Nagy (1979) shows that invariance or lack of invariance of unique hues with increasing intensity is dependent on stimulus duration (brief flashes of 17ms and one second were tested) with a tendency to greater hue stability for longer duration. Unique hue invariance after 5 minutes adaptation to unique hues has been tested by
Cicerone et al. (1975). They used a smaller overall field size than described here and found slightly different results. Our results do not quite correspond with
Cicerone et al. (1975), but our conditions are different in that we had full visual field adaptation, while they had a 2.6° adapting stimulus presented in a dark field and unique hue perception was governed by chromatic versus dark field contrast in both dark and chromatic adaptation situations. Unique hue invariance in the central versus peripheral visual field have been tested by
Parry et al. (2006) who found that unique hues are invariant with retinal eccentricity (up to 24°) whereas nonunique hues undergo a shift when viewed peripherally. Unique hue changes under long-term adaptation conditions have been shown by
Neitz et al. (2002). They reported that repeated adaptation to red and green illuminants (4 to 12 hours a day up to 24 days) produce changes in unique yellow perception that can last for weeks. This effect was attributed to a plastic neural mechanism that is adjustable in adults.
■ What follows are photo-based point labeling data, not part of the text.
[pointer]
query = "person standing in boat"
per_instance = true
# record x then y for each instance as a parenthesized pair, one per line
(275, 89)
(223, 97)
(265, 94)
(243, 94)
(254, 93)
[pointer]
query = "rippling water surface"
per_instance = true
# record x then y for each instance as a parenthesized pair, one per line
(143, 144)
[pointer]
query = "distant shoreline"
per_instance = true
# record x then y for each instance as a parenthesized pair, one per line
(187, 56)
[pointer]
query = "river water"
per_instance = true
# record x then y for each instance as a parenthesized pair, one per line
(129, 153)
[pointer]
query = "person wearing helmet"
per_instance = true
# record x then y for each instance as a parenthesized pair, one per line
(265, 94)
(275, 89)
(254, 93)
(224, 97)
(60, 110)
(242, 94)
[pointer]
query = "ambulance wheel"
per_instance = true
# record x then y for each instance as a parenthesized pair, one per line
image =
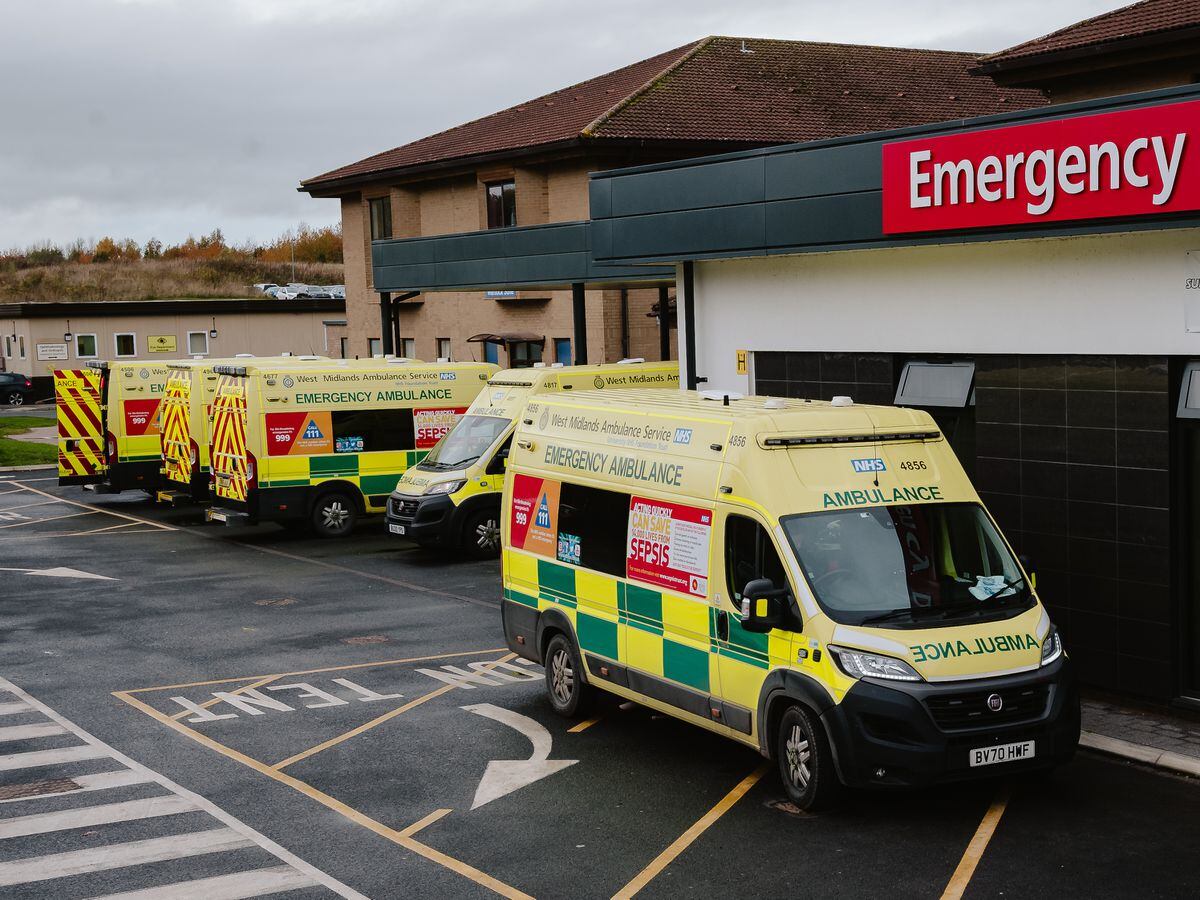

Here we tested stability of unique hues after complete adaptation to unique hue illuminants, with mean adapting times ranging from 8 to 22 minute and maximum time for some observers extending over an hour as seen in
Figure 3a. The results show that, notwithstanding the statistical effects, overall perception of unique hues remains quite stable after complete adaptation to a particular unique hue color (
Figures 2 and
Figure A1). This confirms our previous observations on color constancy (
Murray et al, 2006;
Stanikunas, Vaitkevicius, Kulikowski, Daugirdiene, & Murray, 2005) that two separate processes are responsible for color evaluation: one is responsible for background color evaluation while the other is responding to chromatic contrast. In our case, after complete adaptation to the illuminant, the observer acquires a new neutral (gray) reference point, but unique hue perception is maintained, most likely computed from the chromatic contrast between the unique hue stimulus (Munsell chip used for the setting) and the full field background, which is physically colorful, but is perceived as a neutral field.